As of summer 2003, the South Aral Sea was vanishing faster than predicted. In the deepest parts of the sea, the bottom waters are saltier than the top, and not mixing. Thus, only the top of the sea is heated in the summer, and it evaporates faster than would otherwise be expected. Based on the recent data, the western part of the South Aral Sea is expected to be gone within 15 years; the eastern part could last indefinitely.
The ecosystem of the Aral Sea and the river deltas feeding into it has been nearly destroyed, not least because of the much higher salinity. The receding sea has left huge plains covered with salt and toxic chemicals, which are picked up and carried away by the wind as toxic dust and spread to the surrounding area. The land around the Aral Sea is heavily polluted and the people living in the area are suffering from a lack of fresh water and other health problems, including high rates of certain forms of cancer and lung diseases, just to name a few. Crops in the region are destroyed by salt being deposited onto the land. The town of Moynaq in Uzbekistan had a thriving harbor and fishing industry that employed approximately 60,000 people; now the town lies miles from the shore. Fishing boats lie scattered on the dry land that was once covered by water, many have been there for 20 years. The only significant fishing company left in the area has its fish shipped from the Baltic Sea, thousands of kilometres away.
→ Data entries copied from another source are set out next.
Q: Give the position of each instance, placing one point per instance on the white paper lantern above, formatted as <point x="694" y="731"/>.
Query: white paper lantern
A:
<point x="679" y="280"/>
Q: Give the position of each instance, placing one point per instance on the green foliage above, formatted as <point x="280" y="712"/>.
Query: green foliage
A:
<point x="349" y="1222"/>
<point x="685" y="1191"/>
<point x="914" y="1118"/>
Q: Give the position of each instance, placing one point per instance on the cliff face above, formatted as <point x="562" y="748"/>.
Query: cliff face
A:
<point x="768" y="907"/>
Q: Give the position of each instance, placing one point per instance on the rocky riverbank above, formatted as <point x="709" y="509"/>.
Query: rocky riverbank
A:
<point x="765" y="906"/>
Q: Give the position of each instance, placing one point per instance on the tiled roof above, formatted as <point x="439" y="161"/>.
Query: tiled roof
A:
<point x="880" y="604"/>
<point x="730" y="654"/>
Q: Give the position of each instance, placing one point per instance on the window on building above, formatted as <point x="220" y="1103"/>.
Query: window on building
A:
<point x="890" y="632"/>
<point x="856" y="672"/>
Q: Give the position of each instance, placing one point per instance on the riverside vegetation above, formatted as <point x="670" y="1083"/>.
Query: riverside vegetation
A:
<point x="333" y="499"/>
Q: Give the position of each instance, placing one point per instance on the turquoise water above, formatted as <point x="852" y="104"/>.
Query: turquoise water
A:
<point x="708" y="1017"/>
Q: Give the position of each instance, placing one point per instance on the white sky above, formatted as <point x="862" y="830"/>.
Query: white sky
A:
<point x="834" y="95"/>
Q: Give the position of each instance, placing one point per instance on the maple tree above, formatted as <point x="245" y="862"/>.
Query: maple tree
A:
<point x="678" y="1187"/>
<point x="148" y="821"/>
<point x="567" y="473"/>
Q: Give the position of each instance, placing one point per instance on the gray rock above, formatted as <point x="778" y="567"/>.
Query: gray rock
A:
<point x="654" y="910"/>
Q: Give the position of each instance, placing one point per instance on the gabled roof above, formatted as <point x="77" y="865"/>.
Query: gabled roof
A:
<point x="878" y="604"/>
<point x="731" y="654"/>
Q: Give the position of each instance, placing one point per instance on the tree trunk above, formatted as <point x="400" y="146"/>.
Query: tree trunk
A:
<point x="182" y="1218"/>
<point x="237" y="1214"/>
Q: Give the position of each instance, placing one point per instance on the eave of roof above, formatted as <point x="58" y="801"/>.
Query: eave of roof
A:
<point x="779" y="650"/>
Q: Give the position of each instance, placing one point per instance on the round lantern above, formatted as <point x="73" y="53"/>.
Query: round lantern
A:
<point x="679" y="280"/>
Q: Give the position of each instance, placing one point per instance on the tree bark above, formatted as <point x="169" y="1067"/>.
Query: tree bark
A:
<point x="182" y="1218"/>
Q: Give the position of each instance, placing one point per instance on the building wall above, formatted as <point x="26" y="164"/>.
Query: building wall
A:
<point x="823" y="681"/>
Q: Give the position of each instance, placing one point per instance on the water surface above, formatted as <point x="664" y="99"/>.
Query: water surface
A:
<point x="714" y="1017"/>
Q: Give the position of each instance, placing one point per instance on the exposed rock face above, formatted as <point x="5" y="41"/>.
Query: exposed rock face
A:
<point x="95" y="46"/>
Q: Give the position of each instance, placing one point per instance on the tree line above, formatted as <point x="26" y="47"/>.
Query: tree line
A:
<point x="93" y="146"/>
The tragedy of Aral coast was portrayed in "Psy" ("Dogs"), a motion picture by Dmitriy Svetozarov (USSR, 1989). The film was shot on location in the actual ghost town, showing scenes of abandoned buildings and scattered vessels.
Many different solutions to the different problems have been suggested over the years, ranging in feasibility and cost. These include:
- Improving the quality of irrigation canals;
- Installing desalination plants;
- Charging farmers to use the water from the rivers;
- Using alternative cotton species, which require less water;
- Melting glaciers in the Pamirs, and moving the water to refill the Aral;
- Using fewer chemicals on the cotton
- Redirecting water from the Volga, Ob and Irtysh rivers. This would restore the Aral Sea to its former size in 20-30 years at a cost of $30-50 billion.
In January 1994, the countries of Kazakhstan, Uzbekistan, Turkmenistan, Tajikistan and Kyrgyzstan signed a deal to pledge 1% of their budgets to helping the sea recover. By 2006, the World Bank's restoration projects especially in the North Aral were giving rise to some unexpected, tentative relief in what had been an extremely pessimistic picture.